Nearly a third of Texas voters have no opinion of the job performance of U.S. Sen. John Cornyn (R), who has been elected statewide five times, as he heads into a re-election campaign. A new Quinnipiac Univ. poll found Cornyn’s net approval rating is +17 (43/26). Cornyn has a better net rating than the better-known U.S. Sen. Ted Cruz (51/40) but trails Gov. Greg Abbott’s (58/28) popularity.
The poll found a significant gender gap with respect to Cornyn’s job approval. Among men, Cornyn’s net approval rating was +24 (49/25) but just +10 (37/27) among women. A greater proportion of women (36%) than men (26%) said they did not have on opinion of his job performance. Only 10% of Republicans disapproved of Cornyn’s job performance, which would make a primary challenge that much more uphill.
Texans are fairly evenly divided on their opinion of President Trump, with 47% approving his job performance and 50% disapproving. As with Cornyn, a gender gap exists, with Trump receiving a +6 net approval rating among men (51/45) and a -12 among women (42/54). Trump’s net approval rating among young voters is -28 (33/61).
The poll found Texas voters evenly split, 48/48, on whether a wall should be built on the Southern border:
- Independent voters are somewhat more disapproving than approving (43/51). Partisans are predictably supportive (Republicans 87/11) and opposed (Democrats 7/90).
- A significant gender gap exists. Men (53/45) generally support a wall while women (43/52) generally do not.
- Younger voters (33/64) are more likely to oppose the wall than seniors (58/39).
- Hispanic/Latino voters are 2-to-1 opposed (32/65).

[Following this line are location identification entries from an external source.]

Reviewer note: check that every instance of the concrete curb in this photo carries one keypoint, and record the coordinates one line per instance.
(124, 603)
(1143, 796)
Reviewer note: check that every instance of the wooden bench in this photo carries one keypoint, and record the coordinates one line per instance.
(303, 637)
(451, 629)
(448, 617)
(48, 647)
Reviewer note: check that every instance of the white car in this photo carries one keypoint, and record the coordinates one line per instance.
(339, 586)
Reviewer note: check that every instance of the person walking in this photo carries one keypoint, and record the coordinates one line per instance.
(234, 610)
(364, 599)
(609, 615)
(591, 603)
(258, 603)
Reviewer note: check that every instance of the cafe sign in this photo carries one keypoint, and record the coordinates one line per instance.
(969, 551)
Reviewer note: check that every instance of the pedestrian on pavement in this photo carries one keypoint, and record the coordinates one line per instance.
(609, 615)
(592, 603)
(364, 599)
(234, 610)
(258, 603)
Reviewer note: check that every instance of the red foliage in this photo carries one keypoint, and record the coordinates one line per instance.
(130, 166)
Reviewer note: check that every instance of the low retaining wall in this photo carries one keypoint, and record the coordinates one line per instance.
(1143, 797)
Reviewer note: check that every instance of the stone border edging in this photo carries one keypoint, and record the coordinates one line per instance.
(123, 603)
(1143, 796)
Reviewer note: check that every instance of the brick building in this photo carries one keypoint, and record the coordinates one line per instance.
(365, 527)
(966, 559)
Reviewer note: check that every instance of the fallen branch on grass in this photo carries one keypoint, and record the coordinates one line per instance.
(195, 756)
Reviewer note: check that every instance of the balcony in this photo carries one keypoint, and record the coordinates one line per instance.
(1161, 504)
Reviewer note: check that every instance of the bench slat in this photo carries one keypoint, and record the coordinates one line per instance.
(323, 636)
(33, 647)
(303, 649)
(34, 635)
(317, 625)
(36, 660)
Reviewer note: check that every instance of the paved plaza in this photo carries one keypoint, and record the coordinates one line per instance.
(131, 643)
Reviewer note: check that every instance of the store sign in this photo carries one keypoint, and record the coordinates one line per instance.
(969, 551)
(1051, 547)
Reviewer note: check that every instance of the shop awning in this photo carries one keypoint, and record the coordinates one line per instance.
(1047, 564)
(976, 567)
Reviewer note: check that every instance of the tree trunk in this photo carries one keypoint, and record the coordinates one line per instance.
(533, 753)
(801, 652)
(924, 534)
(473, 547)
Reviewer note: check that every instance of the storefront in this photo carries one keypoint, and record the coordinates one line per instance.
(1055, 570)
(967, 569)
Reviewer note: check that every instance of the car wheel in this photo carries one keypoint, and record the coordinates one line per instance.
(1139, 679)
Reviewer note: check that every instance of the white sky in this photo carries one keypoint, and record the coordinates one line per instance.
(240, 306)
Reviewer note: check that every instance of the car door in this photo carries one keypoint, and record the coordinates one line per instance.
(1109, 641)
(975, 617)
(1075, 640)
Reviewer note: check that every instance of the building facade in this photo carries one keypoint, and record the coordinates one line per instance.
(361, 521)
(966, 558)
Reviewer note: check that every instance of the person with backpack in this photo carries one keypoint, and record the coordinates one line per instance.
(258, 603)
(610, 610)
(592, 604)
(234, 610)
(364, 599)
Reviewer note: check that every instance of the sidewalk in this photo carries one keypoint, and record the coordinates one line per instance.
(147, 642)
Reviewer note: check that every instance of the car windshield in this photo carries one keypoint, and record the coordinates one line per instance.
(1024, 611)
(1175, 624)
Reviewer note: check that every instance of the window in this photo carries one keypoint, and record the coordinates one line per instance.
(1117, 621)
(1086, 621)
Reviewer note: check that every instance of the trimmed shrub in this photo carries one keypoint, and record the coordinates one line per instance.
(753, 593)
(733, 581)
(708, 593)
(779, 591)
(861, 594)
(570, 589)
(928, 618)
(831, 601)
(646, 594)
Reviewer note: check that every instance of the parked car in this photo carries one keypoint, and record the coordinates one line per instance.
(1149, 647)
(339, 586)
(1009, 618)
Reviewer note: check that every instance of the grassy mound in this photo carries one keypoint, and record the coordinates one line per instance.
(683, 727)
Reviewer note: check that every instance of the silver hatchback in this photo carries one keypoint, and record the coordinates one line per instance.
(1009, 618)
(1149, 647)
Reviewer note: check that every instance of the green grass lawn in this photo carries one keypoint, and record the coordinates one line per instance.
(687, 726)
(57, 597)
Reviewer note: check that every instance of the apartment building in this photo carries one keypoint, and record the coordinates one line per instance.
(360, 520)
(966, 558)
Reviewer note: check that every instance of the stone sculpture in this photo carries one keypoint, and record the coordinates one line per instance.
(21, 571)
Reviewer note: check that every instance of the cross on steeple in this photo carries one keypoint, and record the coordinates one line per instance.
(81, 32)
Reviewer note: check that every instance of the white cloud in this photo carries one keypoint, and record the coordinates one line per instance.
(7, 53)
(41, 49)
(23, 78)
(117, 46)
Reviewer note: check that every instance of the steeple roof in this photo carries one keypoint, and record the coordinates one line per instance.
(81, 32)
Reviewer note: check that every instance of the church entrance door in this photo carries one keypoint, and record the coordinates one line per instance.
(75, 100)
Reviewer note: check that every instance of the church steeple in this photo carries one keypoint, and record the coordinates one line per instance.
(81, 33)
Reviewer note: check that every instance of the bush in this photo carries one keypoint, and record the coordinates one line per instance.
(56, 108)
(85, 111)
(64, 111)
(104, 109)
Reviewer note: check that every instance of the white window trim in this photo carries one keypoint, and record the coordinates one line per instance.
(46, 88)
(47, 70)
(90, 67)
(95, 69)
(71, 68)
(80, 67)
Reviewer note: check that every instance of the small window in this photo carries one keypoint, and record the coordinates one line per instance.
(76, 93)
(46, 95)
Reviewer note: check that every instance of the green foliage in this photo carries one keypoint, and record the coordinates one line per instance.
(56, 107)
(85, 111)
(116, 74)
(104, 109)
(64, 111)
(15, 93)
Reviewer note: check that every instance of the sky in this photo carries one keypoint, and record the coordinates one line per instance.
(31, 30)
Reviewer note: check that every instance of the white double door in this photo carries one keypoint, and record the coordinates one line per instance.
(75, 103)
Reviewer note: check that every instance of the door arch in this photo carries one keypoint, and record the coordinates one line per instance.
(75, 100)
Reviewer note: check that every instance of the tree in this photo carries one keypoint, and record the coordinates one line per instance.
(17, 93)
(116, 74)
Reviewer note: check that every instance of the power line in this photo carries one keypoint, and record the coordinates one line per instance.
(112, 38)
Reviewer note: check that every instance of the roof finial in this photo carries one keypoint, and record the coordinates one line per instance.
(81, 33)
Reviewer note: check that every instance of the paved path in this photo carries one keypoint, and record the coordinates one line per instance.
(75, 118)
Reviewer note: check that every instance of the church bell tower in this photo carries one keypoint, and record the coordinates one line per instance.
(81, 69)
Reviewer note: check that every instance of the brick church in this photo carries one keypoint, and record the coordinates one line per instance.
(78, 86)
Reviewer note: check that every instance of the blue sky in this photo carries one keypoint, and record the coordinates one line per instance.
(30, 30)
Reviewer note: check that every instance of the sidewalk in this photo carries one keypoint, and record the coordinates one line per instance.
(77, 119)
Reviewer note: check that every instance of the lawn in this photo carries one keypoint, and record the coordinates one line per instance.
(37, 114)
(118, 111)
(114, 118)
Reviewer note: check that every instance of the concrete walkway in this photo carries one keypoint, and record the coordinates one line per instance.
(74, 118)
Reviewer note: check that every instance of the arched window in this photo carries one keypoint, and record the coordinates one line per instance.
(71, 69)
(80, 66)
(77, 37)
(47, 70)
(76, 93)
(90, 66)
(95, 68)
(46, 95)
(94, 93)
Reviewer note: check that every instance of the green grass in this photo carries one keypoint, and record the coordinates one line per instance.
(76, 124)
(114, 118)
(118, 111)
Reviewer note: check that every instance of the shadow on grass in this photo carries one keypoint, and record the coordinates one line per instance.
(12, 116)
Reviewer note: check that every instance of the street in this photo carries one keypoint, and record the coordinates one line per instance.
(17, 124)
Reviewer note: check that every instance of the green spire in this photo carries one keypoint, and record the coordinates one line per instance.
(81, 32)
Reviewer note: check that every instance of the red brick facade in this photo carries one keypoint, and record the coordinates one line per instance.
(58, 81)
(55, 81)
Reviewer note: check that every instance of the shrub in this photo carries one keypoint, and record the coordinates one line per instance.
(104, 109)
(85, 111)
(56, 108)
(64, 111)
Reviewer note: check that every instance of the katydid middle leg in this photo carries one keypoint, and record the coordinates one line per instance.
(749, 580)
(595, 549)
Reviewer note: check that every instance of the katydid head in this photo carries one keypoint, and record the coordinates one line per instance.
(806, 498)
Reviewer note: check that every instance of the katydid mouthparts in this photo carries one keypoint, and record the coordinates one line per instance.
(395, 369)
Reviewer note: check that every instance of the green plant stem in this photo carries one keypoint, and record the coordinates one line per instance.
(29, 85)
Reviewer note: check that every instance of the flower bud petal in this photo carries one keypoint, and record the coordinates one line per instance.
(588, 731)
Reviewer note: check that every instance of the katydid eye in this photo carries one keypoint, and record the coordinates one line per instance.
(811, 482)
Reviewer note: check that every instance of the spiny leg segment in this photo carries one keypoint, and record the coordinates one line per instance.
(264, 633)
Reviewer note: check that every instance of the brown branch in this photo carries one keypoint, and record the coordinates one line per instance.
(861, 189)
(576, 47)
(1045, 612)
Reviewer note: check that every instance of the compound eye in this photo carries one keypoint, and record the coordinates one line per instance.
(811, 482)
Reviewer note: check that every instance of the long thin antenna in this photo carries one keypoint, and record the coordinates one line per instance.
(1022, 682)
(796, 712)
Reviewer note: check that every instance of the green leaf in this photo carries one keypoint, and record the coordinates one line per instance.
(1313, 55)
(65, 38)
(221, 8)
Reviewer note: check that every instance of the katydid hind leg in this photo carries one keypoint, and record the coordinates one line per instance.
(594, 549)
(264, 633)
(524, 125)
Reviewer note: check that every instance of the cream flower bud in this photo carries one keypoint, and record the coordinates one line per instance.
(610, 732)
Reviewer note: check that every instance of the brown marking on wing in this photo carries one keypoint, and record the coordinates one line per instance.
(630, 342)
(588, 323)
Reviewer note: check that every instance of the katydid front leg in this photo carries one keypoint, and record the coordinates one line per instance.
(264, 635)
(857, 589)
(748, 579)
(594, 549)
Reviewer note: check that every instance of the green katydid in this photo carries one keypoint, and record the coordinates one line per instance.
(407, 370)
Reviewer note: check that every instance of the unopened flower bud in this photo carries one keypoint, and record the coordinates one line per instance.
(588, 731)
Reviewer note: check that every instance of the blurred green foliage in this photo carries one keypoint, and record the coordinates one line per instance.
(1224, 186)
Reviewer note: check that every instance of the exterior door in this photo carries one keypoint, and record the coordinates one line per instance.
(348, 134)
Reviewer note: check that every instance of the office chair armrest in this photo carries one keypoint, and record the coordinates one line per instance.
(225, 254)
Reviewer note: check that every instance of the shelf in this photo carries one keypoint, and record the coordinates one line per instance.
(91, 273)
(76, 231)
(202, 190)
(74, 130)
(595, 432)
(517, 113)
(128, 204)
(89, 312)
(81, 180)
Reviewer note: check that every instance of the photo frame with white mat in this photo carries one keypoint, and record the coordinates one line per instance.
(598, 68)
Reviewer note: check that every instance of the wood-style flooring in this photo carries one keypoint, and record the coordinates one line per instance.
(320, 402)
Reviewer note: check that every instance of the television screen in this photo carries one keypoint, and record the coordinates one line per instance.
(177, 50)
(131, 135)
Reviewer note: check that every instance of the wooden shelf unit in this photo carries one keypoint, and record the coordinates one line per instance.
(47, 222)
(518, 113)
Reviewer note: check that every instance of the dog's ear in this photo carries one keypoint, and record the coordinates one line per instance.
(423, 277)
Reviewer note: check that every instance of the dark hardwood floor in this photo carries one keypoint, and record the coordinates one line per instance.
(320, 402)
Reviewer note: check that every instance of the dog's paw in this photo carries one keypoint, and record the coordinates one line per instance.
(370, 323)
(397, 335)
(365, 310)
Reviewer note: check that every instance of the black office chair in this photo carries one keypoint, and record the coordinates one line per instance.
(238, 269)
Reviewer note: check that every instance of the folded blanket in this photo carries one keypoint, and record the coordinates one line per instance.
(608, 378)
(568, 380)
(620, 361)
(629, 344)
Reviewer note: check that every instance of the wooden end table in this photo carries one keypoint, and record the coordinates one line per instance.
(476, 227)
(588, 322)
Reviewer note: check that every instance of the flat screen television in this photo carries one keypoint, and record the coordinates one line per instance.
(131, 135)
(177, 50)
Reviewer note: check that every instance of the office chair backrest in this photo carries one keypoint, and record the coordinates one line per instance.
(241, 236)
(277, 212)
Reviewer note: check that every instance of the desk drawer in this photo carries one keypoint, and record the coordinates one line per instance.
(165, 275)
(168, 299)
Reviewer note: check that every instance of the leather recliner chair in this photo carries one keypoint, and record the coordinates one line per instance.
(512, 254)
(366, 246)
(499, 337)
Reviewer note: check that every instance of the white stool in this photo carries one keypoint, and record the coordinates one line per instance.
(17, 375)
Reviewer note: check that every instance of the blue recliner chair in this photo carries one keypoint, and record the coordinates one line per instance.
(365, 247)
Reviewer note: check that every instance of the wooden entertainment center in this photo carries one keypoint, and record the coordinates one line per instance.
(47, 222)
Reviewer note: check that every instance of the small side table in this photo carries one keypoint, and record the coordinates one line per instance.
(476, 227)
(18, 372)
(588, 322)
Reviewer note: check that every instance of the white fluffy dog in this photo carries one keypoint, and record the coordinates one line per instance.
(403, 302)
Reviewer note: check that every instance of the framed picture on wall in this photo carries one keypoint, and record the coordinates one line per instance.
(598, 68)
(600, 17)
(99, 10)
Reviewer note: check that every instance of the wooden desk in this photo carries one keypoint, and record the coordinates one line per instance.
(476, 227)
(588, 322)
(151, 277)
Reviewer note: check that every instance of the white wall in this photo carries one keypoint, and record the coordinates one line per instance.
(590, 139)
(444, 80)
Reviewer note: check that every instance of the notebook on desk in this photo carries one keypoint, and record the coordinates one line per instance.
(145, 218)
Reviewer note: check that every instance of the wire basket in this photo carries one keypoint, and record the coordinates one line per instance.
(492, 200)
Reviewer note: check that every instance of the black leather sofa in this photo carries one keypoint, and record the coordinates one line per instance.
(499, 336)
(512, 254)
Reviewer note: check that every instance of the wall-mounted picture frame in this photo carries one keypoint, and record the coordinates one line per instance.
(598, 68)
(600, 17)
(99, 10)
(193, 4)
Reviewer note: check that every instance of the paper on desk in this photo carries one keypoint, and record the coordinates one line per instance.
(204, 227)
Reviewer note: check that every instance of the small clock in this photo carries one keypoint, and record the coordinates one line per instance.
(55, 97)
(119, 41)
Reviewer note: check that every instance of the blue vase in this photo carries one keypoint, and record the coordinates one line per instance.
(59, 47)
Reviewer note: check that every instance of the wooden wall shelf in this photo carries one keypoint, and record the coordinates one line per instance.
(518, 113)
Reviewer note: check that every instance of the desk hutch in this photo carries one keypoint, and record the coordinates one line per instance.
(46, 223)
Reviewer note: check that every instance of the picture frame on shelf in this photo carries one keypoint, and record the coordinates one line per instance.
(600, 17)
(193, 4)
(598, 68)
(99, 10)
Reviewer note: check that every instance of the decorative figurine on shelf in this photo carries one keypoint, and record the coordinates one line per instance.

Interestingly, 64% of Republicans support “the federal government seizing private property in order to build the wall,” the highest level of support among any group. More Republicans support allowing Dreamers to remain in the U.S. and eventually apply citizenship (51%) than oppose (41%), as do four out of every five voters under age 35.
By a 78/7 margin, voters under age 35 think “immigrants from other cultures have a mainly positive” impact on American society, compared to 51/32 among voters 65 and older.
The poll of 1,222 “Texas voters” using live interviewers calling landlines and cell phones was in the field February 20-25. It has a stated margin of error of ±3.4% (higher for subgroups).